Les fleurs d'hiver
Octobre 1918. La guerre va s'achever. Jeanne vit seule à Paris, avec sa fille Léonie. Toussaint, son mari, est au Val de Grâce depuis des mois, soigné pour de graves blessures à la face. D'où cette terrible phrase qui tient Jeanne à distance, la laissant dans la frustration et le questionnement.
En ce mois d'octobre, Toussaint est jugé suffisamment consolidé et il surgit un soir à la porte de l'appartement "Si on le leur demandait, maintenant, à l'un et à l'autre, il est probable qu'ils ne sauraient pas. Ce qui s'est passé. Ce qu'ils ont pensé, ressenti, à ce moment-là".
L'homme qui revient n'est plus celui qui est parti. Le beau visage du Toussaint d'antan est barré d'un bandeau blanc qu'il ne quitte ni jour, ni nuit. Il ne parle plus, son corps n'habite plus l'espace de la même façon, il dort souvent, il ne s'aventure pas au-dehors, il est éteint. La petite Léonie n'arrive pas à faire le lien entre le portrait du soldat au mur, le père à qui elle parlait, et celui qui est là, si différent, si pesant.

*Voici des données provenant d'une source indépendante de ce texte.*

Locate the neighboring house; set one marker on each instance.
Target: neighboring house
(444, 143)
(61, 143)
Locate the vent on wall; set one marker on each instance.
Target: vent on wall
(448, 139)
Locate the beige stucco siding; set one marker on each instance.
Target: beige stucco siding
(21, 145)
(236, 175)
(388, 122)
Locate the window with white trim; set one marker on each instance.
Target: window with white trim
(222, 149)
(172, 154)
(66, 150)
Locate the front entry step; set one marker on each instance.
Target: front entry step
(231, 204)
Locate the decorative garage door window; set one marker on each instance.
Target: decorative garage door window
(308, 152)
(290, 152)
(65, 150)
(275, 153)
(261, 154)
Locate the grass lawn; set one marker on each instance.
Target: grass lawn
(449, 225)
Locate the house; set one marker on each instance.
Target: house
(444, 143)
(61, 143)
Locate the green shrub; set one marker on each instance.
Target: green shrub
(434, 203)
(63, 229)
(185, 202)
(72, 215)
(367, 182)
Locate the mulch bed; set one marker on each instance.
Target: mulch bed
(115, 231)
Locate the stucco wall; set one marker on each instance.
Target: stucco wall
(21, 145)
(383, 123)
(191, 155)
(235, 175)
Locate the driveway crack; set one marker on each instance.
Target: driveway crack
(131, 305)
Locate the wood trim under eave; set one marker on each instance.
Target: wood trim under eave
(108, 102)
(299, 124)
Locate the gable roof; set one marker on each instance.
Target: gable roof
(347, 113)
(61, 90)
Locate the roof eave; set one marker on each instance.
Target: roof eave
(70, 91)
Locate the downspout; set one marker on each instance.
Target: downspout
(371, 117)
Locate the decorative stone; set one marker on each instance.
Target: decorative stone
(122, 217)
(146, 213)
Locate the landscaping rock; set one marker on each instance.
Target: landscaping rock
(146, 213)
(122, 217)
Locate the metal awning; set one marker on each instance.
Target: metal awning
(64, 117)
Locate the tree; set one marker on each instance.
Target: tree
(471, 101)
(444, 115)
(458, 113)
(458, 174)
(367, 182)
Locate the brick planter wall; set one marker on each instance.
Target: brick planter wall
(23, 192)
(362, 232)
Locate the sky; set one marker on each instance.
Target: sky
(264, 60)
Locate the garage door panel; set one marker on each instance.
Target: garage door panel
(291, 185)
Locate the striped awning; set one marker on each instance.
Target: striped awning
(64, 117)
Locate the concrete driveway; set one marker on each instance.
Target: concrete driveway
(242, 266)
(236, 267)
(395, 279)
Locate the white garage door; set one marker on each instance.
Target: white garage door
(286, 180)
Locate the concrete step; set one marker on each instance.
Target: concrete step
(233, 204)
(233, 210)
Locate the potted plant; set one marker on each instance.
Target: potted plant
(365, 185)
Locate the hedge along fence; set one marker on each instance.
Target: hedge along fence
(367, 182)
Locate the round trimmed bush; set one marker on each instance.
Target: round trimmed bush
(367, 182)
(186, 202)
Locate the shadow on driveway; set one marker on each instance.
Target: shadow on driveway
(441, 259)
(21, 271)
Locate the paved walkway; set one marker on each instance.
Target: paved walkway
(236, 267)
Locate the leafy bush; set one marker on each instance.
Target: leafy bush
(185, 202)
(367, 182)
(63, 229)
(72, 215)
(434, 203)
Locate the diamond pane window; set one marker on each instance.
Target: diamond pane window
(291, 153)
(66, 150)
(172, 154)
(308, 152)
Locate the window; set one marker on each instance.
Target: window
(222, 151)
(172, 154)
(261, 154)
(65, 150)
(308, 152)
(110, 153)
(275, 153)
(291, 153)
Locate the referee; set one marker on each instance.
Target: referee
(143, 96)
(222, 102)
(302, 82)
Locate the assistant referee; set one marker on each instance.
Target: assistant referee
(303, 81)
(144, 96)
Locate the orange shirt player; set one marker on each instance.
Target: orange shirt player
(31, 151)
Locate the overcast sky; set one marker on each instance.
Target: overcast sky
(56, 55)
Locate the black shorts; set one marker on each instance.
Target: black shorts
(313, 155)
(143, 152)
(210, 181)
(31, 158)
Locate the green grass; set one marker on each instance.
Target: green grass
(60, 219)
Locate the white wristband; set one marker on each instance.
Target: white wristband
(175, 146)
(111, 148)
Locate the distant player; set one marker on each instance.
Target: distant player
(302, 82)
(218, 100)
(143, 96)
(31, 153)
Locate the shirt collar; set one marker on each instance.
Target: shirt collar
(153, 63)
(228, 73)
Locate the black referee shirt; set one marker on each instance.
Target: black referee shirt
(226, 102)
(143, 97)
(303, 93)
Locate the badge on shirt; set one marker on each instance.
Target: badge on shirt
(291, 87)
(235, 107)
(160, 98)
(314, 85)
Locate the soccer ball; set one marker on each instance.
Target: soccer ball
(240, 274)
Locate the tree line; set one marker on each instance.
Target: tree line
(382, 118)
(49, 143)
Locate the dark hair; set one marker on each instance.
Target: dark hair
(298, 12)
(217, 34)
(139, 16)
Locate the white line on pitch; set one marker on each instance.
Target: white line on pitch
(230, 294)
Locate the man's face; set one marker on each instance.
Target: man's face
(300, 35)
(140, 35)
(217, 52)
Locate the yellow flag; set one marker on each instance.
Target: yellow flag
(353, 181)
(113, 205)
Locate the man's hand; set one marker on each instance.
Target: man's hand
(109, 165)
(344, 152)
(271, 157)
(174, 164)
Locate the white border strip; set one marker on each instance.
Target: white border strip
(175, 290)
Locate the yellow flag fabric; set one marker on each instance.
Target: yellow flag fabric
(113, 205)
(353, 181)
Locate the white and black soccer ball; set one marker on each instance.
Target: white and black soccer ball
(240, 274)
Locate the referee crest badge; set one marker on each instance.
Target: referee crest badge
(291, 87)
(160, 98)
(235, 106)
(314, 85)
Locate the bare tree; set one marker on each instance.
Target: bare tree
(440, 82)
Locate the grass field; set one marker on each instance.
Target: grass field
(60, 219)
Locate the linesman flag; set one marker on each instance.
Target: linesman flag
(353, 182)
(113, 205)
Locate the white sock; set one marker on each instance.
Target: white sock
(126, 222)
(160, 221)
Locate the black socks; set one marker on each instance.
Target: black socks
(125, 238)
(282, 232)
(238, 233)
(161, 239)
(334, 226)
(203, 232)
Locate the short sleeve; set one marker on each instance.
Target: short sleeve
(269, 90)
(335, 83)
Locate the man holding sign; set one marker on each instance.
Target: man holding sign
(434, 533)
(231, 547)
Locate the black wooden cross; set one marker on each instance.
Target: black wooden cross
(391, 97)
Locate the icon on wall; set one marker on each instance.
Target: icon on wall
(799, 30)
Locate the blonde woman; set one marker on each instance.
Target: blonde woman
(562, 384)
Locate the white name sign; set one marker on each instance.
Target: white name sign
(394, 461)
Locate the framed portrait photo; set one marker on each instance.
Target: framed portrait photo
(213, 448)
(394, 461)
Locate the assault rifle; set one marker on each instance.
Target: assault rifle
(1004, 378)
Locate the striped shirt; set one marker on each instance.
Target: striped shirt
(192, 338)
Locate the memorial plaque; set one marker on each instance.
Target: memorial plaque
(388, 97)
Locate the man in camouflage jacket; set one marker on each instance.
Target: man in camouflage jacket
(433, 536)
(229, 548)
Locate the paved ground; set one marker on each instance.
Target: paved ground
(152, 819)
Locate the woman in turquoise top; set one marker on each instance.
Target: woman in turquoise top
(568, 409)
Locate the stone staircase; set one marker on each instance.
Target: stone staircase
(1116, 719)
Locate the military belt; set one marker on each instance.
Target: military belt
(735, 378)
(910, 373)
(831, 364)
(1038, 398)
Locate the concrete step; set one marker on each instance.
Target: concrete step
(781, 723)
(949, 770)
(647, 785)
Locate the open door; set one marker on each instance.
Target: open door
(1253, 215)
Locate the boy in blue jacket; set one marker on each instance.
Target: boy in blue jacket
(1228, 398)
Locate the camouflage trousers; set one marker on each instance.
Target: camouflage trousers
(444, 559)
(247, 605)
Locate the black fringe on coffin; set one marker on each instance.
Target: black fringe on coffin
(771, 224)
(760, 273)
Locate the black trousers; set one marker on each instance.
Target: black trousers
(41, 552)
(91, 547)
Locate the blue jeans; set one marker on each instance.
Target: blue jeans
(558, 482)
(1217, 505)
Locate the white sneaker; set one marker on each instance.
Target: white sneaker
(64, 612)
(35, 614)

Dès les premières pages, je me suis sentie touchée et en empathie avec Jeanne, femme courageuse et obstinée, écrasée par ce qu'elle doit porter seule, dans des conditions misérables. Contrairement à bien d'autres, elle a récupéré son homme, mais pourront-ils se retrouver jamais ? Les blessures morales de Toussaint sont tout aussi graves que ses blessures physiques et son emmurement dans le silence et le repli exigeront de Jeanne des efforts démesurés.
Au delà du problème du retour d'hommes brisés, le roman explore les conditions de vie difficiles dans lesquelles ont dû survivre les femmes à l'arrière. Jeanne est fleuriste, elle travaille à domicile et doit souvent veiller une partie de la nuit pour assurer tout juste sa maigre subsistance et celle de Léonie. Les logements sont petits, vétustes, bruyants, froids, chacun s'en arrange comme il peut en dépit de la promiscuité. La fatigue pèse constamment, pourtant il faut tenir le coup.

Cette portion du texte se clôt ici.